Per quanto ci è noto, la situazione, a stamattina, 25 settembre, è la seguente: gli scioperanti hanno posto in essere più di quaranta punti di blocco.
Diversi depositi di petrolio sono stati bloccati, tra cui Coignieres (Yvelines), La Rochelle (Charente-Maritime), Grand-Quevilly (Seine-Maritime) Vatry (Marne) Bassens (Gironde) e Mede, vicino a Marsiglia. Tentativi di blocco sono stati identificati in Lorient (Morbihan), Valenciennes (Nord) e vicino Rennes (Ille-et-Vilaine).

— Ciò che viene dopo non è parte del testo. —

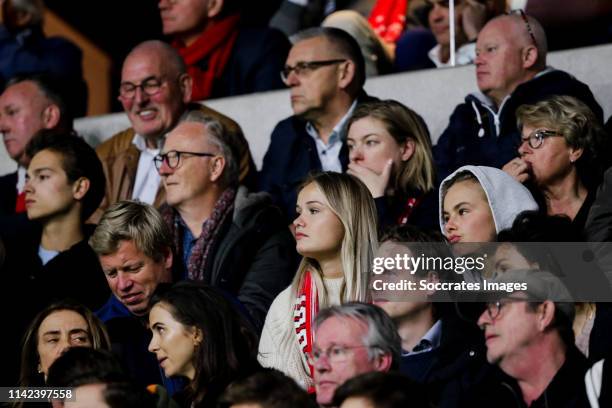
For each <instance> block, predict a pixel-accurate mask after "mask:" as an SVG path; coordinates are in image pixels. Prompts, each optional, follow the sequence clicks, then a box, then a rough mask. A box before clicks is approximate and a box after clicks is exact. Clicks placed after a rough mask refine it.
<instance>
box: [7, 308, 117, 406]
mask: <svg viewBox="0 0 612 408" xmlns="http://www.w3.org/2000/svg"><path fill="white" fill-rule="evenodd" d="M69 347H91V348H94V349H97V350H98V349H100V350H108V351H110V349H111V343H110V340H109V338H108V334H107V332H106V328H105V326H104V324H103V323H102V322H101V321H100V319H98V318H97V317H96V315H94V314H93V312H92V311H91V310H89V309H88V308H87V307H85V306H83V305H82V304H80V303H78V302H75V301H72V300H63V301H59V302H56V303H53V304H51V305H49V306H47V307H46V308H45V309H43V310H42V311H41V312H40V313H38V314H37V315H36V317H34V319H33V320H32V321H31V323H30V325H29V326H28V329H27V330H26V332H25V335H24V337H23V343H22V351H21V372H20V374H19V386H20V387H42V386H44V385H45V382H46V380H47V374H48V372H49V367H50V366H51V364H53V362H54V361H55V360H56V359H57V358H58V357H59V356H60V355H61V354H62V353H63V352H64V351H65V350H66V349H67V348H69ZM12 406H13V407H21V406H23V404H22V403H17V404H13V405H12Z"/></svg>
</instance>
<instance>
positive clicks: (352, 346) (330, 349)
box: [306, 345, 372, 365]
mask: <svg viewBox="0 0 612 408" xmlns="http://www.w3.org/2000/svg"><path fill="white" fill-rule="evenodd" d="M357 348H372V347H371V346H366V345H361V346H331V347H330V348H328V349H327V350H320V349H314V350H313V351H311V352H310V353H308V354H306V358H307V359H308V363H309V364H310V365H315V364H316V363H317V362H318V361H319V360H320V359H321V358H322V357H323V356H326V357H327V359H328V360H329V362H330V363H333V364H337V363H343V362H345V361H347V360H348V357H349V350H353V349H357Z"/></svg>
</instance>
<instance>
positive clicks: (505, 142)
mask: <svg viewBox="0 0 612 408" xmlns="http://www.w3.org/2000/svg"><path fill="white" fill-rule="evenodd" d="M546 53H547V42H546V35H545V33H544V30H543V29H542V26H541V25H540V23H538V22H537V20H535V19H534V18H532V17H529V16H526V15H525V14H523V13H522V12H521V13H520V14H512V15H505V16H501V17H497V18H495V19H493V20H491V21H490V22H489V23H487V25H485V27H484V28H483V29H482V31H481V32H480V34H479V35H478V41H477V43H476V55H477V57H476V81H477V83H478V88H479V89H480V91H481V93H474V94H470V95H468V96H467V97H466V98H465V102H464V103H462V104H460V105H458V106H457V107H456V108H455V111H454V112H453V114H452V115H451V118H450V122H449V124H448V127H447V128H446V130H445V131H444V132H443V133H442V135H441V136H440V139H439V140H438V144H437V145H436V146H435V147H434V158H435V160H436V164H437V166H438V176H439V177H441V179H443V178H444V177H446V176H447V175H449V174H450V173H452V172H453V171H454V170H456V169H458V168H459V167H461V166H463V165H466V164H472V165H479V166H493V167H498V168H501V167H503V166H504V165H505V164H506V163H508V162H509V161H510V160H512V159H513V158H515V157H517V148H518V145H519V143H520V140H521V139H520V137H521V135H520V132H519V130H518V129H517V126H516V116H515V111H516V109H517V108H518V107H519V106H520V105H523V104H533V103H536V102H538V101H540V100H542V99H545V98H547V97H550V96H553V95H570V96H574V97H576V98H578V99H580V100H581V101H583V102H584V103H586V104H587V105H588V106H589V107H590V108H591V110H592V111H593V112H594V113H595V115H596V116H597V118H598V119H599V120H600V121H603V111H602V109H601V107H600V106H599V104H598V103H597V101H596V100H595V98H594V97H593V94H592V93H591V91H590V90H589V87H588V86H587V85H585V84H584V83H582V82H580V81H578V80H577V79H575V78H574V77H572V76H571V75H570V74H568V73H566V72H563V71H560V70H556V69H554V68H551V67H547V66H546Z"/></svg>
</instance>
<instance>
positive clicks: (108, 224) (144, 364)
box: [89, 201, 177, 393]
mask: <svg viewBox="0 0 612 408" xmlns="http://www.w3.org/2000/svg"><path fill="white" fill-rule="evenodd" d="M89 244H90V246H91V247H92V248H93V250H94V252H96V254H97V255H98V258H99V260H100V264H101V265H102V270H103V271H104V275H105V277H106V281H107V282H108V286H109V287H110V289H111V291H112V293H113V294H112V295H111V297H110V299H109V300H108V302H107V303H106V304H105V305H104V306H103V307H102V308H101V309H100V310H98V311H97V312H96V314H97V316H98V317H99V318H100V319H101V320H102V321H103V322H104V323H105V324H106V327H107V328H108V332H109V335H110V338H111V343H112V347H113V351H114V352H115V353H117V355H118V356H119V357H120V359H121V360H122V361H123V362H124V365H125V367H126V368H127V369H128V370H129V372H130V374H131V375H132V377H133V378H134V379H135V380H136V381H137V382H138V383H139V384H142V385H149V384H159V383H162V382H163V383H164V385H165V386H166V388H168V391H169V392H170V393H173V392H174V391H177V384H176V383H174V382H172V381H170V380H169V379H167V378H165V377H164V375H163V372H162V370H161V368H160V367H159V365H158V363H157V360H156V358H155V355H154V354H152V353H150V352H149V351H148V350H147V347H148V345H149V342H150V341H151V332H150V331H149V329H148V328H147V315H148V313H149V300H150V299H151V297H152V296H153V293H154V292H155V289H157V286H158V285H159V284H160V283H163V282H172V281H173V279H172V278H173V277H172V265H173V256H172V238H171V235H170V231H169V230H168V228H167V227H166V224H165V223H164V221H163V219H162V218H161V216H160V214H159V213H158V212H157V211H156V210H155V209H154V208H153V207H152V206H150V205H148V204H145V203H141V202H137V201H119V202H117V203H115V204H113V205H111V206H110V207H109V208H108V209H107V210H106V211H105V212H104V215H103V216H102V218H101V219H100V223H99V224H98V227H97V228H96V230H95V232H94V234H93V235H92V236H91V238H90V240H89Z"/></svg>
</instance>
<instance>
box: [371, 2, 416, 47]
mask: <svg viewBox="0 0 612 408" xmlns="http://www.w3.org/2000/svg"><path fill="white" fill-rule="evenodd" d="M407 8H408V0H378V1H377V2H376V4H375V5H374V8H373V9H372V12H371V13H370V17H369V18H368V21H369V22H370V26H371V27H372V28H373V29H374V31H375V32H376V34H378V36H379V37H381V38H382V39H383V40H385V41H386V42H389V43H394V42H396V41H397V39H398V38H399V37H400V35H402V32H403V31H404V27H406V9H407Z"/></svg>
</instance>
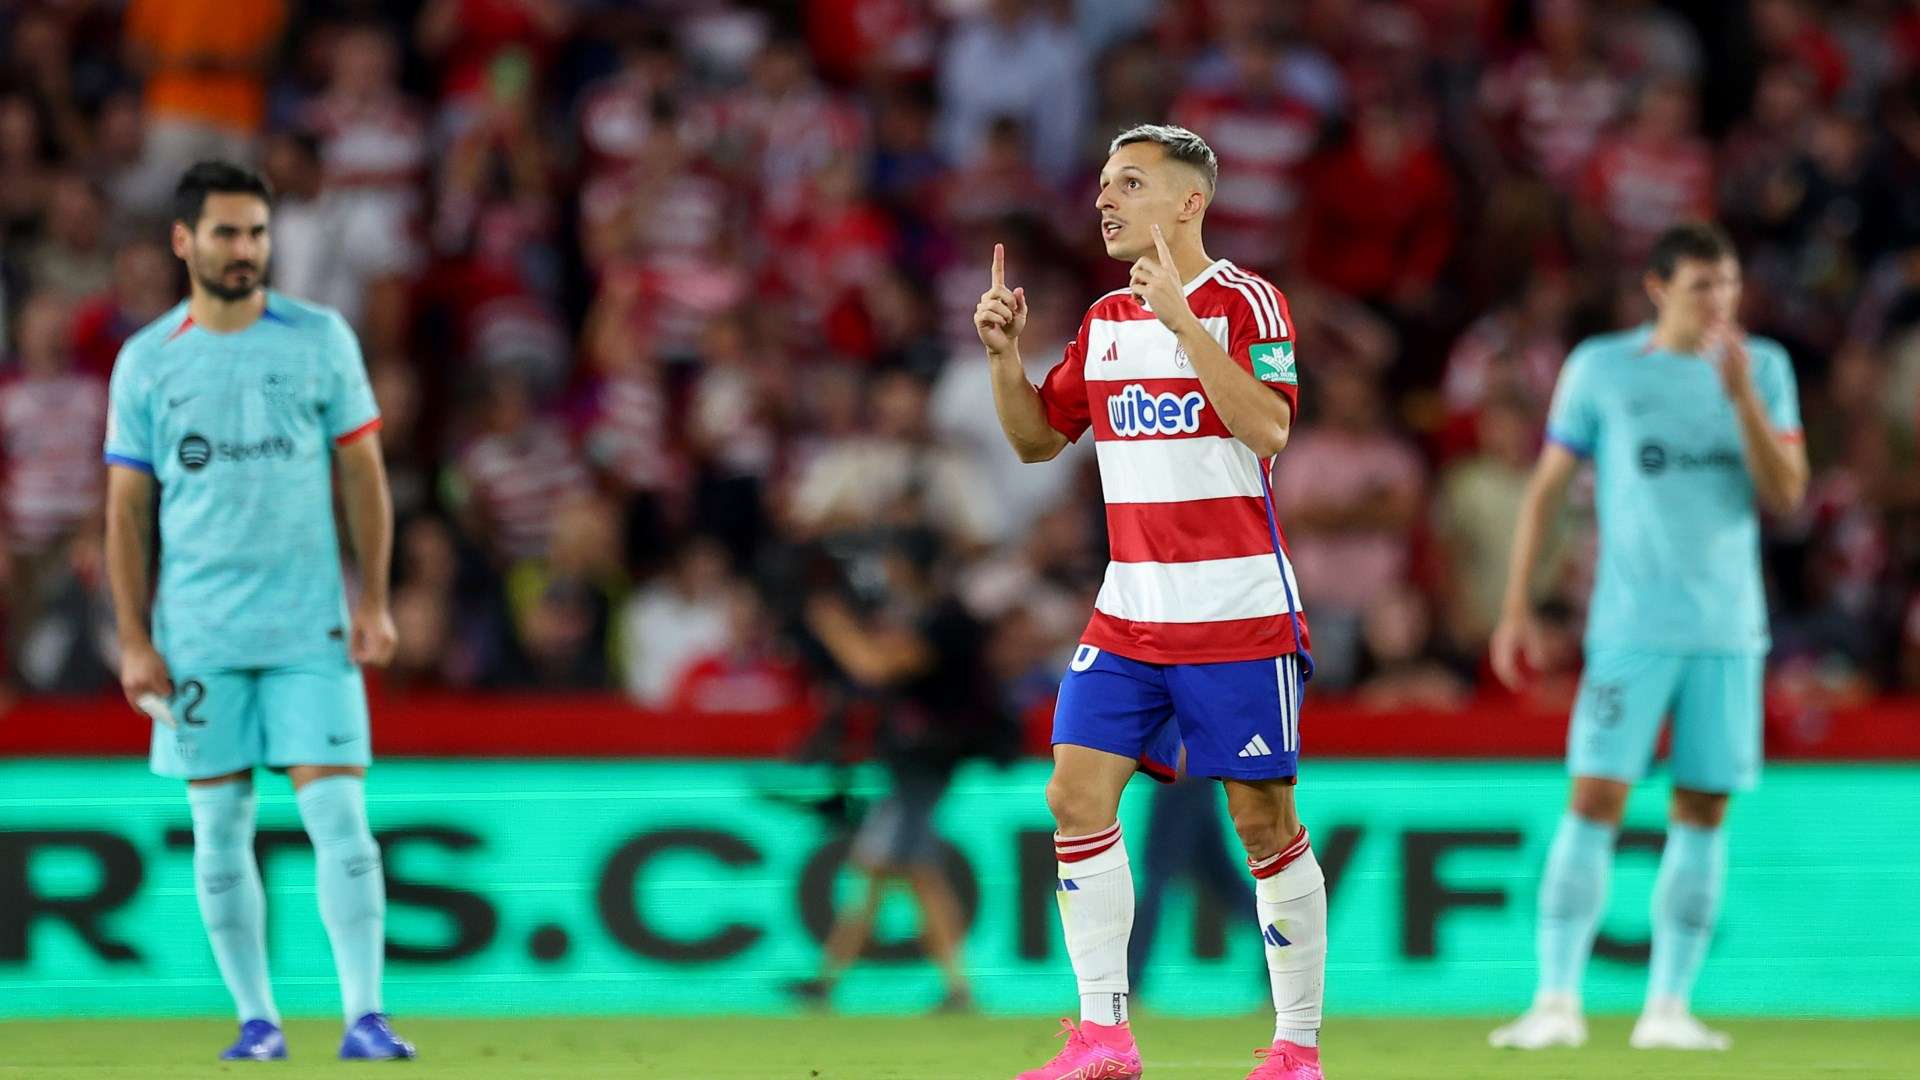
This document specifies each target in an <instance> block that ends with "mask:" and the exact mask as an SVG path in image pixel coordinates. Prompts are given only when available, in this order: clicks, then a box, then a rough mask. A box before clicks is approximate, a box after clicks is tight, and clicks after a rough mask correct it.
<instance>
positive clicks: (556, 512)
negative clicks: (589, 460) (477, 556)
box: [455, 373, 588, 567]
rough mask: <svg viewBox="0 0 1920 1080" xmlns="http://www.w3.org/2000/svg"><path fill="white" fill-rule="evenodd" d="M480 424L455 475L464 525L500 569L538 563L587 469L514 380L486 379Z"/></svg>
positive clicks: (558, 428)
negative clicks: (539, 557) (479, 428)
mask: <svg viewBox="0 0 1920 1080" xmlns="http://www.w3.org/2000/svg"><path fill="white" fill-rule="evenodd" d="M484 423H486V427H484V429H482V432H480V434H478V436H476V438H474V440H472V444H470V446H468V448H467V450H465V452H463V454H461V459H459V467H457V477H455V479H457V490H459V509H461V511H463V519H465V525H467V528H468V532H470V534H472V536H474V538H476V540H478V542H480V546H482V550H486V552H488V553H490V555H492V559H493V561H495V565H499V567H507V565H513V563H516V561H520V559H538V557H541V555H543V553H545V552H547V544H549V542H551V540H553V523H555V513H557V511H559V507H561V503H563V502H564V500H566V496H570V494H574V492H578V490H580V488H584V486H586V479H588V477H586V469H584V467H582V465H580V459H578V457H576V455H574V448H572V442H570V440H568V438H566V432H564V429H561V425H559V423H555V421H551V419H547V417H543V415H540V413H538V411H536V407H534V398H532V392H530V388H528V384H526V380H524V379H520V377H516V375H511V373H497V375H493V377H492V379H488V382H486V398H484Z"/></svg>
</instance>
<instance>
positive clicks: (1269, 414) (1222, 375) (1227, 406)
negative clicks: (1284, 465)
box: [1129, 225, 1294, 457]
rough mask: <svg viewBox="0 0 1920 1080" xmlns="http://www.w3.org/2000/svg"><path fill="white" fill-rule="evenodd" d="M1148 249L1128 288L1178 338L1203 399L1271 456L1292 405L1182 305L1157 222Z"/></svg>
mask: <svg viewBox="0 0 1920 1080" xmlns="http://www.w3.org/2000/svg"><path fill="white" fill-rule="evenodd" d="M1154 250H1156V256H1140V258H1139V259H1135V263H1133V277H1131V279H1129V288H1133V294H1135V296H1139V298H1140V300H1142V302H1144V304H1146V306H1148V307H1152V311H1154V317H1156V319H1160V323H1162V325H1164V327H1165V329H1169V331H1173V334H1175V336H1177V338H1179V342H1181V348H1183V350H1187V357H1188V361H1192V365H1194V375H1198V377H1200V386H1204V388H1206V396H1208V402H1210V404H1212V405H1213V409H1215V411H1217V413H1219V421H1221V423H1223V425H1227V430H1231V432H1233V436H1235V438H1238V440H1240V442H1244V444H1246V446H1248V450H1252V452H1254V454H1258V455H1260V457H1273V455H1275V454H1279V452H1281V450H1286V436H1288V434H1290V430H1292V419H1294V409H1292V405H1288V404H1286V398H1281V396H1279V394H1275V392H1273V388H1271V386H1267V384H1263V382H1261V380H1260V379H1254V377H1252V375H1250V373H1248V371H1244V369H1242V367H1240V365H1238V363H1235V361H1233V357H1231V356H1227V350H1225V348H1221V344H1219V342H1217V340H1213V334H1210V332H1208V331H1206V327H1202V325H1200V319H1196V317H1194V313H1192V307H1190V306H1188V304H1187V288H1185V286H1187V282H1185V281H1181V277H1179V271H1175V269H1173V267H1175V263H1173V252H1169V250H1167V238H1165V234H1164V233H1162V231H1160V225H1154Z"/></svg>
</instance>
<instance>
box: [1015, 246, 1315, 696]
mask: <svg viewBox="0 0 1920 1080" xmlns="http://www.w3.org/2000/svg"><path fill="white" fill-rule="evenodd" d="M1187 304H1188V306H1190V307H1192V311H1194V315H1196V317H1198V319H1200V325H1204V327H1206V331H1208V332H1210V334H1212V336H1213V340H1217V342H1219V344H1221V346H1223V348H1225V350H1227V356H1231V357H1233V359H1235V363H1238V365H1240V367H1242V369H1246V371H1248V373H1252V375H1254V377H1256V379H1260V380H1263V382H1267V384H1269V386H1271V388H1273V390H1275V392H1279V394H1281V396H1284V398H1286V402H1288V404H1290V405H1294V407H1296V409H1298V407H1300V392H1298V382H1296V375H1294V336H1292V317H1290V313H1288V309H1286V298H1284V296H1281V290H1277V288H1273V284H1269V282H1267V281H1265V279H1261V277H1260V275H1254V273H1248V271H1244V269H1240V267H1236V265H1233V263H1231V261H1227V259H1219V261H1215V263H1213V265H1210V267H1208V269H1206V273H1202V275H1200V277H1196V279H1194V281H1192V282H1188V284H1187ZM1039 392H1041V404H1043V405H1044V407H1046V421H1048V423H1050V425H1052V427H1054V429H1056V430H1060V434H1066V436H1068V438H1071V440H1077V438H1079V436H1081V432H1085V430H1087V429H1089V427H1091V429H1092V434H1094V452H1096V457H1098V461H1100V488H1102V490H1104V492H1106V528H1108V540H1110V548H1112V561H1110V563H1108V567H1106V582H1104V584H1102V586H1100V596H1098V600H1094V613H1092V621H1091V623H1089V625H1087V636H1085V638H1083V640H1085V644H1091V646H1096V648H1100V650H1106V651H1112V653H1116V655H1123V657H1129V659H1139V661H1146V663H1221V661H1240V659H1263V657H1275V655H1283V653H1290V651H1296V650H1302V648H1306V644H1308V642H1306V615H1304V613H1302V609H1300V584H1298V582H1296V580H1294V569H1292V563H1290V561H1288V557H1286V544H1284V540H1283V538H1281V530H1279V521H1277V519H1275V517H1273V490H1271V477H1269V467H1271V461H1261V459H1260V457H1258V455H1256V454H1254V452H1252V450H1250V448H1248V446H1246V444H1244V442H1240V440H1238V438H1235V436H1233V434H1231V432H1229V430H1227V425H1225V423H1221V419H1219V413H1215V411H1213V407H1212V402H1208V396H1206V388H1204V386H1202V384H1200V377H1198V375H1194V369H1192V363H1190V361H1188V359H1187V352H1185V350H1183V348H1181V346H1179V340H1177V338H1175V336H1173V331H1169V329H1165V327H1164V325H1162V323H1160V319H1156V317H1154V313H1152V311H1148V309H1146V307H1144V306H1142V304H1140V302H1139V300H1135V298H1133V296H1131V294H1129V292H1127V290H1125V288H1121V290H1116V292H1108V294H1106V296H1102V298H1100V300H1096V302H1094V306H1092V307H1091V309H1089V311H1087V319H1085V321H1081V329H1079V334H1077V336H1075V338H1073V342H1071V344H1068V350H1066V357H1064V359H1062V361H1060V363H1058V365H1056V367H1054V369H1052V371H1050V373H1048V375H1046V380H1044V382H1043V384H1041V386H1039ZM1296 625H1298V634H1300V636H1298V640H1296Z"/></svg>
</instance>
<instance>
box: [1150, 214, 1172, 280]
mask: <svg viewBox="0 0 1920 1080" xmlns="http://www.w3.org/2000/svg"><path fill="white" fill-rule="evenodd" d="M1154 250H1156V252H1160V265H1162V267H1165V271H1167V273H1173V252H1169V250H1167V236H1165V233H1162V231H1160V227H1158V225H1154Z"/></svg>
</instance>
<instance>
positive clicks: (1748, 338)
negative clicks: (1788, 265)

Nel nord, i camionisti avevano previsto di bloccare i depositi petroliferi di Dunkerque, secondo FO Transports, a partire dalle 5 del mattino. Ma hanno dovuto rinunciare perché i depositi sono stati protetti da CRS. Hanno deciso di distribuire volantini su una rotonda che passa da Grande-Synthe.
Situazione identica al porto di Gennevilliers (Hauts-de-Seine), secondo la prefettura, che ha contato una cinquantina di dimostranti.
In Caen, un “operazione lumaca” è stata anche condotta sulla tangenziale da “quaranta veicoli”, secondo un funzionario CGT, mentre la Prefettura ne ha contati la metà. In seguito si è previsto di istituire un “picchetto filtrante” sulla circonvallazione meridionale.
Nei pressi di Marsiglia, il deposito petrolifero di Mede, “nulla entra e non viene fuori niente”, ha detto Fabrice Michaud, CGT, in base al quale le “piattaforme logistiche sono presidiate” da una “cinquantina” di scioperanti.
Secondo la prefettura di Seine-Maritime, il deposito di carburante di Grand-Quevilly (vicino a Rouen), un sito strategico per una parte dell’ovest, è stato bloccato. In questo dipartimento, le stazioni di servizio sono già in scarsità di carburante, in quanto gli automobilisti, per precauzione, si sono affrettati a fare rifornimento.